Looking back over my shoulder, I saw Wylie still standing under the willow tree, staring after us. I lifted my hand and gave him a small wave of farewell. The light sparked from my gold ring, and I saw him stiffen further.
“I do hope we’ll be in time for breakfast,” Doctor Fentiman said cheerfully. “I believe I have quite recovered my appetite.”
51
SUSPICION
THE GUESTS BEGAN TO DEPART after breakfast. Jocasta and Duncan stood together on the terrace, the very picture of a happily united couple, bidding everyone farewell, as a line of carriages and wagons made its slow way down the drive. Those folk from downriver waited on the quay, the women exchanging last-minute recipes and bits of gossip, while the gentlemen lit pipes and scratched themselves, relieved of their uncomfortable clothes and formal wigs. Their servants, all looking considerably the worse for wear, sat openmouthed and red-eyed on bundles of luggage.

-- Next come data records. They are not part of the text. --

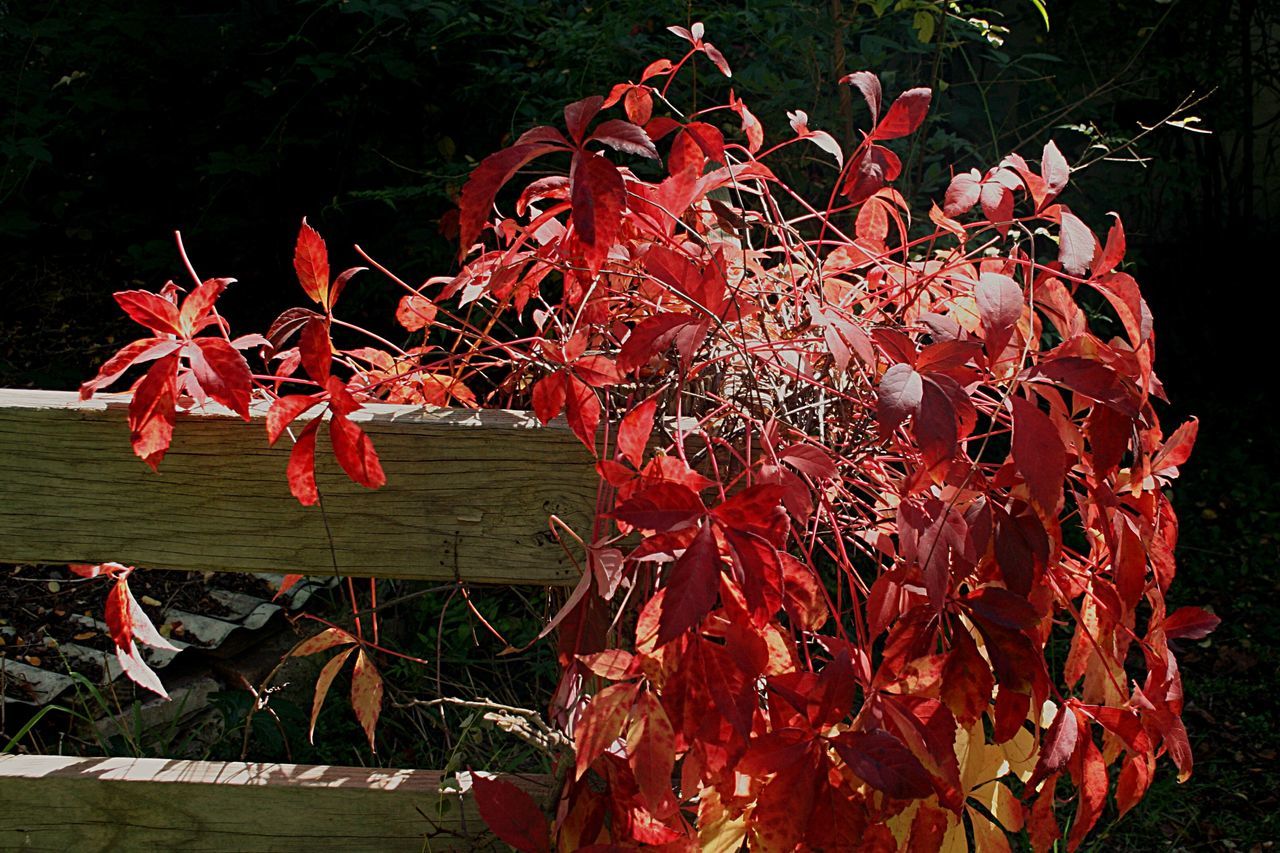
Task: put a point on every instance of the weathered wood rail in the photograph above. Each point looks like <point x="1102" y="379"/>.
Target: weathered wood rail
<point x="59" y="803"/>
<point x="469" y="496"/>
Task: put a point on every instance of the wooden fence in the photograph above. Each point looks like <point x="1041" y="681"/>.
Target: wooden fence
<point x="469" y="497"/>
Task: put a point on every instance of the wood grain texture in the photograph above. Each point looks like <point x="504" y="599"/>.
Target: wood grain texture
<point x="87" y="804"/>
<point x="469" y="495"/>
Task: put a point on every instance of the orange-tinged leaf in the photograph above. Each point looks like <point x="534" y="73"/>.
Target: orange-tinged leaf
<point x="147" y="309"/>
<point x="1041" y="824"/>
<point x="137" y="670"/>
<point x="311" y="264"/>
<point x="302" y="465"/>
<point x="355" y="452"/>
<point x="967" y="679"/>
<point x="129" y="355"/>
<point x="652" y="749"/>
<point x="487" y="179"/>
<point x="415" y="311"/>
<point x="598" y="196"/>
<point x="323" y="682"/>
<point x="635" y="429"/>
<point x="1091" y="780"/>
<point x="602" y="724"/>
<point x="511" y="813"/>
<point x="152" y="411"/>
<point x="612" y="664"/>
<point x="904" y="115"/>
<point x="222" y="373"/>
<point x="1134" y="780"/>
<point x="321" y="642"/>
<point x="366" y="694"/>
<point x="284" y="411"/>
<point x="316" y="350"/>
<point x="196" y="310"/>
<point x="1038" y="454"/>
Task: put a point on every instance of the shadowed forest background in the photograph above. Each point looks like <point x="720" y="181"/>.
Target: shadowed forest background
<point x="120" y="122"/>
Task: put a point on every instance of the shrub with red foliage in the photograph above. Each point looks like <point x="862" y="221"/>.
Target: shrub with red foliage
<point x="854" y="477"/>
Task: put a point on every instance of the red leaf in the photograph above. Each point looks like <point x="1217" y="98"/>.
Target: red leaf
<point x="316" y="350"/>
<point x="1057" y="746"/>
<point x="639" y="105"/>
<point x="963" y="194"/>
<point x="323" y="682"/>
<point x="597" y="372"/>
<point x="1191" y="623"/>
<point x="222" y="373"/>
<point x="600" y="724"/>
<point x="1134" y="780"/>
<point x="906" y="114"/>
<point x="1092" y="781"/>
<point x="579" y="114"/>
<point x="1038" y="454"/>
<point x="321" y="642"/>
<point x="1000" y="305"/>
<point x="132" y="354"/>
<point x="487" y="179"/>
<point x="753" y="510"/>
<point x="612" y="664"/>
<point x="341" y="282"/>
<point x="1114" y="251"/>
<point x="717" y="59"/>
<point x="127" y="621"/>
<point x="691" y="587"/>
<point x="626" y="137"/>
<point x="752" y="127"/>
<point x="154" y="311"/>
<point x="1055" y="172"/>
<point x="1001" y="607"/>
<point x="635" y="429"/>
<point x="151" y="411"/>
<point x="1041" y="824"/>
<point x="663" y="506"/>
<point x="137" y="670"/>
<point x="355" y="452"/>
<point x="366" y="694"/>
<point x="302" y="465"/>
<point x="868" y="85"/>
<point x="512" y="815"/>
<point x="652" y="749"/>
<point x="197" y="308"/>
<point x="883" y="762"/>
<point x="415" y="311"/>
<point x="1077" y="243"/>
<point x="584" y="411"/>
<point x="900" y="392"/>
<point x="967" y="680"/>
<point x="549" y="396"/>
<point x="809" y="459"/>
<point x="598" y="196"/>
<point x="311" y="264"/>
<point x="1178" y="448"/>
<point x="284" y="411"/>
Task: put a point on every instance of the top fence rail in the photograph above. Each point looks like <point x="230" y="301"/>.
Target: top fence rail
<point x="469" y="495"/>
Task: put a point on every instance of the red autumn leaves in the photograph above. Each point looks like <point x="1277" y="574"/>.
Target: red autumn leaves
<point x="848" y="492"/>
<point x="184" y="363"/>
<point x="197" y="368"/>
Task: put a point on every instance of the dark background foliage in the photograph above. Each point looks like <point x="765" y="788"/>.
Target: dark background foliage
<point x="122" y="121"/>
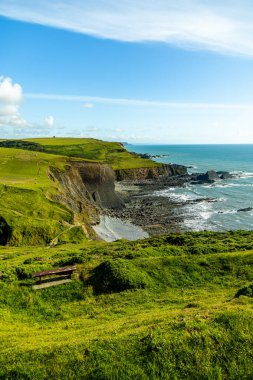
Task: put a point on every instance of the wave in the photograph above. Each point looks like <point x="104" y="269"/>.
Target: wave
<point x="242" y="174"/>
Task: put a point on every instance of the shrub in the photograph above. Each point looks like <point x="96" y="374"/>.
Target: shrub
<point x="246" y="291"/>
<point x="117" y="276"/>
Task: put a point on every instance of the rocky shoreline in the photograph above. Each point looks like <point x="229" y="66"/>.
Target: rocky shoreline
<point x="158" y="214"/>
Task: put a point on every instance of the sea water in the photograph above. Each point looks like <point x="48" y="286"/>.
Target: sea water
<point x="228" y="196"/>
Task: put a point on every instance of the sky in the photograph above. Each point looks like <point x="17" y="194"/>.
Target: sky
<point x="141" y="71"/>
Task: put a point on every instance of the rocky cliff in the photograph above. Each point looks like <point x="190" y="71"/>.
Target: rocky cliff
<point x="150" y="173"/>
<point x="85" y="188"/>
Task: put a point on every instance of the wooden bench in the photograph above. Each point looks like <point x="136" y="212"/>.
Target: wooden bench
<point x="66" y="272"/>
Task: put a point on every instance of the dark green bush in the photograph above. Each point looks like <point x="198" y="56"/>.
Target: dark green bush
<point x="246" y="291"/>
<point x="116" y="276"/>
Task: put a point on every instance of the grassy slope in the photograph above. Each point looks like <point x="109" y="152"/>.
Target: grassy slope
<point x="25" y="186"/>
<point x="185" y="324"/>
<point x="111" y="153"/>
<point x="25" y="197"/>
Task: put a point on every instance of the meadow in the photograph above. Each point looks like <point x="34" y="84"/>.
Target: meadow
<point x="161" y="308"/>
<point x="177" y="306"/>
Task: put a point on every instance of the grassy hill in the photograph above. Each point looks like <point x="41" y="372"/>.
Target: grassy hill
<point x="26" y="191"/>
<point x="161" y="308"/>
<point x="111" y="153"/>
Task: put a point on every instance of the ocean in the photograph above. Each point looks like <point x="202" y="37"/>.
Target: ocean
<point x="228" y="196"/>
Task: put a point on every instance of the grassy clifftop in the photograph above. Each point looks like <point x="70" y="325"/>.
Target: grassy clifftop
<point x="28" y="194"/>
<point x="161" y="308"/>
<point x="111" y="153"/>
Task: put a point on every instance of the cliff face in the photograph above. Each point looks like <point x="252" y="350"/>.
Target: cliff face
<point x="85" y="188"/>
<point x="150" y="173"/>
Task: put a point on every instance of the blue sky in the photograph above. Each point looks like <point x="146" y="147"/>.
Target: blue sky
<point x="150" y="71"/>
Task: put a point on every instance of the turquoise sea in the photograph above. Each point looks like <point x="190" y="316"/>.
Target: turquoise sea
<point x="229" y="195"/>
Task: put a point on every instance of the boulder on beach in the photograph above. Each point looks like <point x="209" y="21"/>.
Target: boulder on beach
<point x="209" y="176"/>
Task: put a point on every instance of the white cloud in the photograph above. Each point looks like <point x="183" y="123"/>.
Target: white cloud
<point x="49" y="121"/>
<point x="224" y="26"/>
<point x="139" y="102"/>
<point x="10" y="93"/>
<point x="10" y="98"/>
<point x="88" y="105"/>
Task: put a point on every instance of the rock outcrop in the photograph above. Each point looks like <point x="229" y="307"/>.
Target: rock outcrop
<point x="86" y="188"/>
<point x="151" y="172"/>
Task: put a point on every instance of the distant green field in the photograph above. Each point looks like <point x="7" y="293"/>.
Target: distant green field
<point x="160" y="308"/>
<point x="26" y="190"/>
<point x="111" y="153"/>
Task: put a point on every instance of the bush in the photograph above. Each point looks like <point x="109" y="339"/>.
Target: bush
<point x="246" y="291"/>
<point x="116" y="276"/>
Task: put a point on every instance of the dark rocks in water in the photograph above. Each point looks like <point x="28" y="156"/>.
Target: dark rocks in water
<point x="198" y="200"/>
<point x="245" y="209"/>
<point x="209" y="176"/>
<point x="143" y="155"/>
<point x="225" y="175"/>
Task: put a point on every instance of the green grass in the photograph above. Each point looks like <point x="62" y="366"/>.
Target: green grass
<point x="27" y="192"/>
<point x="111" y="153"/>
<point x="187" y="321"/>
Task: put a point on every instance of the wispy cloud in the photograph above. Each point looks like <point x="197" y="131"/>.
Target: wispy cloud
<point x="11" y="97"/>
<point x="137" y="102"/>
<point x="223" y="26"/>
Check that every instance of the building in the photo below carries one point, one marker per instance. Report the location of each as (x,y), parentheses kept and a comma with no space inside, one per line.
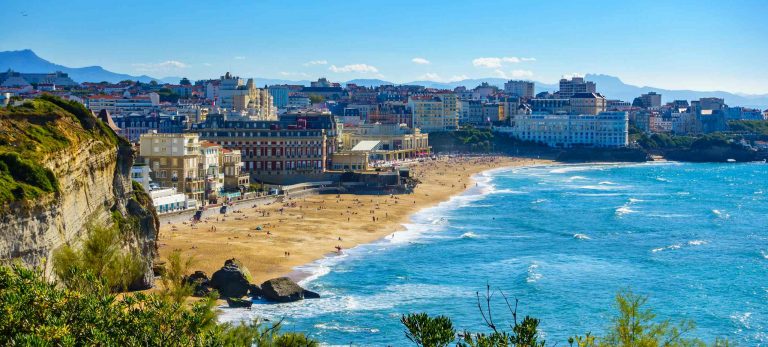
(493,113)
(132,126)
(587,103)
(296,148)
(471,112)
(520,89)
(550,105)
(175,162)
(435,112)
(279,96)
(607,129)
(140,104)
(243,97)
(575,85)
(648,100)
(396,141)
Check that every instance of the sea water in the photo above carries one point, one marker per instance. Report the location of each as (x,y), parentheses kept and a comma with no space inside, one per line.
(563,240)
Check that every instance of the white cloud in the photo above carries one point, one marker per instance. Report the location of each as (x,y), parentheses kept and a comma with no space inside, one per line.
(316,62)
(497,62)
(572,75)
(359,68)
(162,66)
(513,73)
(430,76)
(294,74)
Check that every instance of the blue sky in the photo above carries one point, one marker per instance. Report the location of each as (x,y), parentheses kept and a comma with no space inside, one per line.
(700,45)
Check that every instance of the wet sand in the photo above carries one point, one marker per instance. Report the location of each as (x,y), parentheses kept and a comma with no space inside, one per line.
(301,230)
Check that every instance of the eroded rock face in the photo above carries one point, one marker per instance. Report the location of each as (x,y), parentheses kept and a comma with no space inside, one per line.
(231,281)
(93,182)
(283,289)
(200,283)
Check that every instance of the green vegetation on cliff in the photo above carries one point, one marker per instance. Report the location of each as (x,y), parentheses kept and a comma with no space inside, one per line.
(39,130)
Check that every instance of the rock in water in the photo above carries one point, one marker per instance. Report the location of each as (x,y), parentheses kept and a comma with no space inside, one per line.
(254,291)
(239,303)
(308,294)
(231,280)
(283,289)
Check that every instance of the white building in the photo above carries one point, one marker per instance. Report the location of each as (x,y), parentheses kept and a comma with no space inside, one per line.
(435,112)
(521,89)
(606,129)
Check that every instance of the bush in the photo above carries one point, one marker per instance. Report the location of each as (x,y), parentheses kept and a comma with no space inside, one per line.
(103,256)
(39,313)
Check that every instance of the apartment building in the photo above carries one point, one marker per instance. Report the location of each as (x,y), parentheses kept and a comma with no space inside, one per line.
(175,162)
(435,112)
(294,149)
(606,129)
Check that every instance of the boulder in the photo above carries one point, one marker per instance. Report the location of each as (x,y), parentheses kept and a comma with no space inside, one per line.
(308,294)
(231,280)
(254,291)
(283,289)
(239,303)
(200,283)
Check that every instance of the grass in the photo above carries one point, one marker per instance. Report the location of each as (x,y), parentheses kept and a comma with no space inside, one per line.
(37,131)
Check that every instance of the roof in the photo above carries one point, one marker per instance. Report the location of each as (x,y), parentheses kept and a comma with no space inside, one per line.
(364,146)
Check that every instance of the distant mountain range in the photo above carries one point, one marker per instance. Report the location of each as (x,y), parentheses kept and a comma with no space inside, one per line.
(610,86)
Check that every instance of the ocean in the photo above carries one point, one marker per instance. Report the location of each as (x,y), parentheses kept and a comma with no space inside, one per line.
(563,240)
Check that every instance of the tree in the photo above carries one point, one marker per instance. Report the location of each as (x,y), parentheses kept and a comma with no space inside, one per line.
(102,255)
(426,331)
(316,99)
(41,313)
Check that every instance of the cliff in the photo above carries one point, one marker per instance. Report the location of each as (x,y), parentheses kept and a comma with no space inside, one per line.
(60,169)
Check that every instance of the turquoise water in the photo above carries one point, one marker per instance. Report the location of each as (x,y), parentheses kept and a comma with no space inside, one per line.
(563,240)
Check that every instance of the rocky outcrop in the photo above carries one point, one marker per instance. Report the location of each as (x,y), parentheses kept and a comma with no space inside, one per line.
(201,285)
(92,168)
(232,280)
(283,289)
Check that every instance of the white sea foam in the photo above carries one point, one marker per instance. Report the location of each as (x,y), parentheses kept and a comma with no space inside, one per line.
(533,274)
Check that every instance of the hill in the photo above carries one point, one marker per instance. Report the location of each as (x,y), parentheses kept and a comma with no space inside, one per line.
(27,61)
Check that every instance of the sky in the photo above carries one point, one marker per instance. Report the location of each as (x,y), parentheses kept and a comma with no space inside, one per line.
(685,44)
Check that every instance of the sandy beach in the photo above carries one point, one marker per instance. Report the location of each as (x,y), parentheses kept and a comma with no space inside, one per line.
(272,240)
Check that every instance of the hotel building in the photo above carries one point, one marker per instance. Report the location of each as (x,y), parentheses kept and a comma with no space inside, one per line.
(606,129)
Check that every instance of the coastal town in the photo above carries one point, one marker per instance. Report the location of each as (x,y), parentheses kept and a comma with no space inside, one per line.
(212,141)
(402,173)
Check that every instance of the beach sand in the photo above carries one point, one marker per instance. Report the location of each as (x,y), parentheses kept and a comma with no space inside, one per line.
(302,230)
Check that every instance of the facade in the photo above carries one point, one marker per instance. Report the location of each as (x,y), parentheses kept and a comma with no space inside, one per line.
(607,129)
(133,125)
(520,89)
(648,100)
(237,96)
(174,161)
(396,141)
(550,106)
(279,96)
(435,112)
(296,148)
(141,104)
(575,85)
(587,103)
(471,112)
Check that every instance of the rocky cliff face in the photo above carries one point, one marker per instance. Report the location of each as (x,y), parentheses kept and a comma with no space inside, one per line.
(92,170)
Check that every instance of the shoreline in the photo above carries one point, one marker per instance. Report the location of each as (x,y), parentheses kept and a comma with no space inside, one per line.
(306,232)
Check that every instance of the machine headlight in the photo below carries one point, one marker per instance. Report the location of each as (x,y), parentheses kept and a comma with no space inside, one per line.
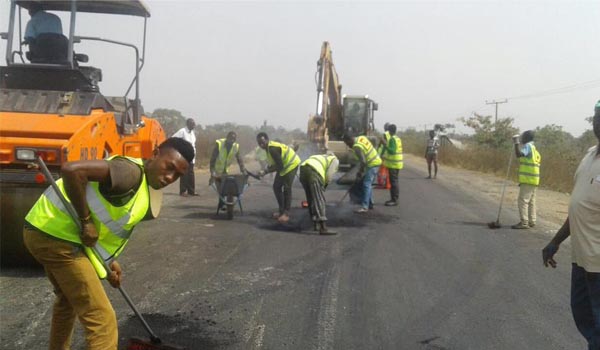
(28,154)
(25,154)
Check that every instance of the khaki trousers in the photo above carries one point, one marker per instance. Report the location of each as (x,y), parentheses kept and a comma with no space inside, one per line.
(526,203)
(79,293)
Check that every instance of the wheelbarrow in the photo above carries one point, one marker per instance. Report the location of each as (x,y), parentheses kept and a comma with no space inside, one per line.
(230,189)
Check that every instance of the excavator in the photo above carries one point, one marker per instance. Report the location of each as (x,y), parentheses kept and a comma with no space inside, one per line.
(51,107)
(338,114)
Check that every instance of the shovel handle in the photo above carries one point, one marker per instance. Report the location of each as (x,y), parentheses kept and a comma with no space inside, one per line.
(74,216)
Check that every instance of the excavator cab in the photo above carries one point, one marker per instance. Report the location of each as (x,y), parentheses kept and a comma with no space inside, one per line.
(51,105)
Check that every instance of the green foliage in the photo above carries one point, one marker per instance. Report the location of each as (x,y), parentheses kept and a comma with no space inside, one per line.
(489,133)
(489,149)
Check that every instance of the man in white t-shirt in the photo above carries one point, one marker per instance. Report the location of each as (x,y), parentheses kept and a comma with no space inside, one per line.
(187,183)
(583,225)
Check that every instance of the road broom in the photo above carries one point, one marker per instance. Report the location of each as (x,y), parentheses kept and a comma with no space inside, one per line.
(496,224)
(134,343)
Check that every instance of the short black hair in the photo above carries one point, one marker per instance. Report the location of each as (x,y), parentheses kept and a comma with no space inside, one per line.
(180,145)
(392,129)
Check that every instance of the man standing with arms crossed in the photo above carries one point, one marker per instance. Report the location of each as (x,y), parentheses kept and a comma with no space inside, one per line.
(111,197)
(529,179)
(393,160)
(187,183)
(583,225)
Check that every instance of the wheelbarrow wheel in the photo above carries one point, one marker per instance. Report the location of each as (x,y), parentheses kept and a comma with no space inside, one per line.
(230,206)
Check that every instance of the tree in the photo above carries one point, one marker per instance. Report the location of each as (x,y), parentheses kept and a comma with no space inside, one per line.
(170,119)
(489,133)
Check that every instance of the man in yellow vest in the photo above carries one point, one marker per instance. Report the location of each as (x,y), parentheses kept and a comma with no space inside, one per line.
(529,178)
(285,161)
(111,197)
(393,160)
(222,157)
(369,162)
(315,174)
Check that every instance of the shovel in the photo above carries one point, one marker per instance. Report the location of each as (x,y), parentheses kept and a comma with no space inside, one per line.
(134,343)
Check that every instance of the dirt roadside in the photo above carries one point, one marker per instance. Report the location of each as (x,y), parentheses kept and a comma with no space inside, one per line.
(552,207)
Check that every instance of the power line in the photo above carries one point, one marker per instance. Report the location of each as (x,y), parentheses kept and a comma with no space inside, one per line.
(591,84)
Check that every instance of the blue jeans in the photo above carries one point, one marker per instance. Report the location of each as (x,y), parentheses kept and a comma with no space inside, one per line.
(368,186)
(585,304)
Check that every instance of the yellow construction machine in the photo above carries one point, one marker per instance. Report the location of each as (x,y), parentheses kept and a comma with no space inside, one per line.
(338,114)
(51,105)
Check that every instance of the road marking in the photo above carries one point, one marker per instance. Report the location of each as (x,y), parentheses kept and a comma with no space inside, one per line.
(328,308)
(252,324)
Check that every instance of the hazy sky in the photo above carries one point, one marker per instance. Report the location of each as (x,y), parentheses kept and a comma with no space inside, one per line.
(423,62)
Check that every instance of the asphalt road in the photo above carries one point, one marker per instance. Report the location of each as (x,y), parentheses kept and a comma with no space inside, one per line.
(427,274)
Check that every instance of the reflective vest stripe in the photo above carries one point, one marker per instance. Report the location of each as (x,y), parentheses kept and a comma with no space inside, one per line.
(396,160)
(289,158)
(371,156)
(320,163)
(225,159)
(529,168)
(116,227)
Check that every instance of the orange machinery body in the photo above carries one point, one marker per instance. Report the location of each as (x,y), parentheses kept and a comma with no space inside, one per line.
(58,138)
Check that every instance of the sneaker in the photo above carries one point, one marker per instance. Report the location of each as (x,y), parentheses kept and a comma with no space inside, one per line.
(283,219)
(520,226)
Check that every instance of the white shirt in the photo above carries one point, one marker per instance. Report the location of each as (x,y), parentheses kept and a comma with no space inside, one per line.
(189,136)
(584,213)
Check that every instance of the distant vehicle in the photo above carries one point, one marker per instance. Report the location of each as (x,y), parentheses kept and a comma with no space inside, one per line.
(52,106)
(337,114)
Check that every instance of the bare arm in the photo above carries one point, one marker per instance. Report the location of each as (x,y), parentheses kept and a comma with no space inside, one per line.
(552,247)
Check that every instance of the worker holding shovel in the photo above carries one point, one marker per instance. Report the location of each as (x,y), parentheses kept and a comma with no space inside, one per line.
(110,197)
(315,174)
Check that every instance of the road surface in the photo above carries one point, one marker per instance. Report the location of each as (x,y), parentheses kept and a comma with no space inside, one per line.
(427,274)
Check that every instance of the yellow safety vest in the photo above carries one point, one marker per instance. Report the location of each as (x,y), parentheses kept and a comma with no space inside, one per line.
(289,158)
(366,147)
(225,158)
(321,164)
(529,168)
(114,224)
(381,148)
(395,160)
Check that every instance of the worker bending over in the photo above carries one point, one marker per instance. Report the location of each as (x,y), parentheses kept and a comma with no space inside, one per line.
(393,160)
(369,162)
(285,161)
(315,174)
(111,197)
(222,157)
(529,178)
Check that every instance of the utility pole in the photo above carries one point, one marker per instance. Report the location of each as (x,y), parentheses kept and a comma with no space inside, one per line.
(496,103)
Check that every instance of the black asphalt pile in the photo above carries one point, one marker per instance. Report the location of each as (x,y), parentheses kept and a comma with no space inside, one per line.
(186,330)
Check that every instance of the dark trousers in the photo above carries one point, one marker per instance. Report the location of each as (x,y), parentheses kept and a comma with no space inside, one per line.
(394,190)
(187,183)
(315,193)
(585,304)
(282,186)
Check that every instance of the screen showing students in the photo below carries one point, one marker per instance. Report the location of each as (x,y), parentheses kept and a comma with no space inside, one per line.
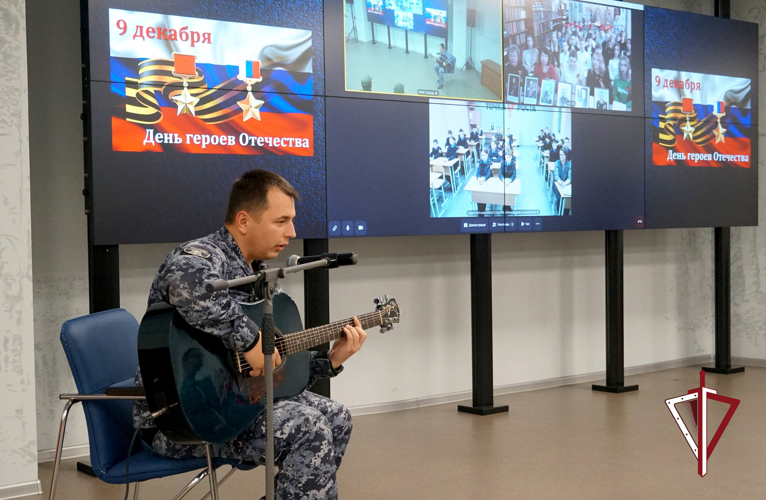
(492,160)
(570,54)
(445,48)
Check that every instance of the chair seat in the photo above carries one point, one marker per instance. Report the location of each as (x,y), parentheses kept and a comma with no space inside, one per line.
(146,465)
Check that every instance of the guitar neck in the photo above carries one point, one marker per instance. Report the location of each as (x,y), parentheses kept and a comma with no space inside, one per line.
(312,337)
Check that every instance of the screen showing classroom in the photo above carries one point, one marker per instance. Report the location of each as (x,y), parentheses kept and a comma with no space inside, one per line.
(443,133)
(428,48)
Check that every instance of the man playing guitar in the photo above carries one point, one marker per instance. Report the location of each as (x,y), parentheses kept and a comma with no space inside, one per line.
(311,432)
(445,63)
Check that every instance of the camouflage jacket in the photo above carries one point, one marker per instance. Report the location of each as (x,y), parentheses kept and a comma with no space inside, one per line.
(181,280)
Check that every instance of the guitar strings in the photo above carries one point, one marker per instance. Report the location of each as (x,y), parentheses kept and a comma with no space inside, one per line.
(296,342)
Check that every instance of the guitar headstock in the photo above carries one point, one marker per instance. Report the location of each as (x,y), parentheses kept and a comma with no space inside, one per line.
(389,312)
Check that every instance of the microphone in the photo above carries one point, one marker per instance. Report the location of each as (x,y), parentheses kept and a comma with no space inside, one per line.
(333,259)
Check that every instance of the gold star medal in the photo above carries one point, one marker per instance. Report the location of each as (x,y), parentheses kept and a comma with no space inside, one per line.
(687,108)
(184,67)
(251,107)
(687,129)
(250,73)
(719,137)
(719,112)
(185,102)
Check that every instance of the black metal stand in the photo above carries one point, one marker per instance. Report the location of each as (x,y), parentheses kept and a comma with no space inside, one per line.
(481,328)
(406,42)
(469,62)
(103,277)
(316,300)
(615,324)
(722,244)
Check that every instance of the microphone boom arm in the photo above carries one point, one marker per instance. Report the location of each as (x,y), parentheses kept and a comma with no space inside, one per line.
(270,275)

“You look tired, Mama.” Bree looked rather tired herself; she and Roger had both been up ’til all hours. A faint smell of camphor wafted from her clothes.
“Can’t imagine why,” I replied, stifling a yawn. “How’s Jemmy this morning?”
“He’s got a sniffle,” she said, “but no fever. He ate some porridge for breakfast, and he’s—”
I nodded, listened automatically, and went with her to examine Jemmy, who was cheerfully rambunctious, if runny-nosed, all in a slight daze of exhaustion. It reminded me of nothing so much as the sensation I had had now and then when flying from America to England. Jet lag, they called it; an odd feeling, of being conscious and lucid, and yet not quite solidly fixed within one’s body.
The girl Gussie was watching Jemmy; she was as pale and bloodshot as everyone else on the premises, but I thought her air of dull suffering derived from emotional distress rather than hangover. All the slaves had been affected by Betty’s death; they went about the chores of clearing up after the wedding festivities in near-silence, their faces shadowed.
“Are you feeling all right?” I asked her, when I had finished looking in Jemmy’s ears and down his throat.
She looked startled, then confused; I wondered whether anyone had ever asked her that before.
“Oh. Oh, yes, Madam. Surely.” She smoothed down her apron with both hands, clearly nervous at my scrutiny.
“All right. I’ll just go and have a look at Phaedre, then.”
I had come back to the house with Dr. Fentiman and turned him over to Ulysses, to be fed and tidied up. I had then gone directly to find Phaedre, taking time only to wash and change my clothes—not wanting to come to her so visibly smeared with her mother’s blood.
I had found her in Ulysses’s pantry, sitting numb and shocked on the stool where he sat to polish silver, a large glass of brandy by her side, undrunk. One of the other slaves, Teresa, was with her; she breathed a short sigh of relief at my appearance and came to greet me.
“She’s none sae weel,” Teresa muttered to me, shaking her head with a wary glance back at her charge. “She’s no said a word, nor wept a drop.